Pathom also supports nested inputs, this means we can create a resolver to make that same process we did with the query before:
(pco/defresolver all-news-pages [input]
  {::pco/input  [{:hacker-news.page/news
                  [:hacker-news.item/age
                   :hacker-news.item/author-name
                   :hacker-news.item/id
                   :hacker-news.item/comments-count
                   :hacker-news.item/score
                   :hacker-news.item/rank-in-page
                   :hacker-news.item/source
                   :hacker-news.item/title
                   :hacker-news.item/url]}
                 ; note the recursive query here
                 {:hacker-news.page/news-next-page '...}]

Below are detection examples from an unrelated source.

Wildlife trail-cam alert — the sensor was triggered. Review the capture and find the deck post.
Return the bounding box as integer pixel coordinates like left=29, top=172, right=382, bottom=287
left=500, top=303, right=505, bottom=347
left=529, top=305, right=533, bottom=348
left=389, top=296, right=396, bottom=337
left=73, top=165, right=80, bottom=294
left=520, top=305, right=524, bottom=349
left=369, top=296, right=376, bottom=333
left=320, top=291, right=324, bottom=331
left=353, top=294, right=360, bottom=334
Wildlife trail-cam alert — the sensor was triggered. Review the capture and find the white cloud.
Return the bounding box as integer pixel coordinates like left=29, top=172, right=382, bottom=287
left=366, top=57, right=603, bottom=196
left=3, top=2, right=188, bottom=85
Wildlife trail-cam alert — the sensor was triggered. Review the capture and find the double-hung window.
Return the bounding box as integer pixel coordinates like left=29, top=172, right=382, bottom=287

   ::pco/output [{:hacker-news.page/news-all-pages
                  [:hacker-news.item/age
                   :hacker-news.item/author-name
                   :hacker-news.item/id
                   :hacker-news.item/comments-count
                   :hacker-news.item/score
                   :hacker-news.item/rank-in-page
                   :hacker-news.item/source
                   :hacker-news.item/title
                   :hacker-news.item/url]}]}
  {:hacker-news.page/news-all-pages
   (->> input
        (tree-seq :hacker-news.page/news-next-page
          (comp vector :hacker-news.page/news-next-page))
        (into [] (mapcat :hacker-news.page/news)))})

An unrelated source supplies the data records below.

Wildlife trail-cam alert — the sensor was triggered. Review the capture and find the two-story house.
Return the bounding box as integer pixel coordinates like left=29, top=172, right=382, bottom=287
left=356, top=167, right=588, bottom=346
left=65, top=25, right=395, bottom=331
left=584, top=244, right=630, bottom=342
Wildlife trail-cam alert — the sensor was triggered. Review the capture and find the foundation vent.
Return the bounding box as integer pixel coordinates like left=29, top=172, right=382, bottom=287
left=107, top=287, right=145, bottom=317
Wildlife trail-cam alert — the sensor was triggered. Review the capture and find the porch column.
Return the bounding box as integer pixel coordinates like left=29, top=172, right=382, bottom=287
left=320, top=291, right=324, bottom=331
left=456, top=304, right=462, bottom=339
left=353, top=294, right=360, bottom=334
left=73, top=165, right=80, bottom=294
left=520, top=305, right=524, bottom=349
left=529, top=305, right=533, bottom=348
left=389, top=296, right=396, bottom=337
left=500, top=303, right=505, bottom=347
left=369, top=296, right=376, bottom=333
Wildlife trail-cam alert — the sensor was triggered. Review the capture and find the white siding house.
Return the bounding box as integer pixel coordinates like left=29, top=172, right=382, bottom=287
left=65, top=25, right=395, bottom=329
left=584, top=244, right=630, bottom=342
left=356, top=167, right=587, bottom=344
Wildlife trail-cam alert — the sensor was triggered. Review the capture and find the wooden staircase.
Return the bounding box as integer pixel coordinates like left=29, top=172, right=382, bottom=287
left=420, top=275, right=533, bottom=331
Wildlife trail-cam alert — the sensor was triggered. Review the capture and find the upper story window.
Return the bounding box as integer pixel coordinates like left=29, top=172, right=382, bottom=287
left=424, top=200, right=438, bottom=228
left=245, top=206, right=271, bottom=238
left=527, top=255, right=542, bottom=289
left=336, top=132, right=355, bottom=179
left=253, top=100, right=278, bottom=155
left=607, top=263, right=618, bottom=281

Now we can, for example, make this query to read all titles in news, in all pages:
(comment
  ; this can take a while
  (->> (p.eql/process env
         [{:hacker-news.page/news-all-pages
           [:hacker-news.item/title]}])))
Read user data
Let's look at the user page this time:
  
Similar to before, but this time we require some user id to load the page. The arrows
show that the same attribute we read on the page as :hacker-news.user/id is used
in the URL to load the page.
Here are the resolvers to parse this:
(pco/defresolver user-data-hickory [{:keys [hacker-news.user/id]}]
  ; also use the durable cache here
  {::pco/cache-store ::durable-cache*}
  {:hacker-news.page/user-hickory
   (some-> (slurp (str "https://news.ycombinator.com/user?id=" id))
     hc/parse hc/as-hickory)})
(pco/defresolver user-data [{:hacker-news.page/keys [user-hickory]}]
  {:hacker-news.user/karma
   (->> user-hickory
        (hs/select
          (hs/and
            (hs/tag "tr")
            (hs/has-child (hs/find-in-text #"karma:"))))
        first :content second :content select-number)
   :hacker-news.user/join-date
   (let [str (->> user-hickory
                  (hs/select
                    (hs/and
                      (hs/tag "tr")
                      (hs/has-child (hs/find-in-text #"created:"))))
                  first :content second :content first :attrs :href)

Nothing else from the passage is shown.